Mas a mina era só um prenúncio. Diante da Igreja incendiada, começaram a soar em meu peito, como em um coro angelical, as orações de meus antepassados. Ouvi a voz de meu bisavô francês, obrigado a deixar todos os bens da família para trás durante a guerra e fugir para o Brasil. Ouvi a voz de meu bisavô português, deixado sozinho no Brasil aos sete anos de idade, tendo apenas por companhia o irmão de dez.
Ouvi a voz de minha bisavó espanhola, rezando à margem do Mar Menor, em Múrcia. Ouvi a voz da Mãe Mulata, minha bisavó descendente de índios e benzedeira. Ouvi a multidão dos antigos, de quem herdei a fé e o medo, a esperança e a angústia, o amor e a morte.

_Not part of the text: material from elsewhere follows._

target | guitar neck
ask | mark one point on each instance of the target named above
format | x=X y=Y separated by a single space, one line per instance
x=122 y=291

Ouvi as preces de minha mãe e de minha avó, que então ainda soavam.
Pai nosso, que estais nos céus, santificado seja o vosso nome... Ave Maria, cheia de graça, o Senhor é convosco... Glória ao Pai, ao Filho e ao Espírito Santo... Descobri que todas as orações do passado ainda habitavam meu coração.
Até hoje não sei qual foi a causa do incêndio na Igreja de Mariana. Mas, quando vejo agora a Igreja em chamas em algum lugar do mundo ― os templos destruídos e os corpos mutilados na Nigéria ― percebo que ainda estão soltos os demônios que me escravizaram durante tanto tempo. E peço a Deus que tenha misericórdia do mundo que silencia diante do mal.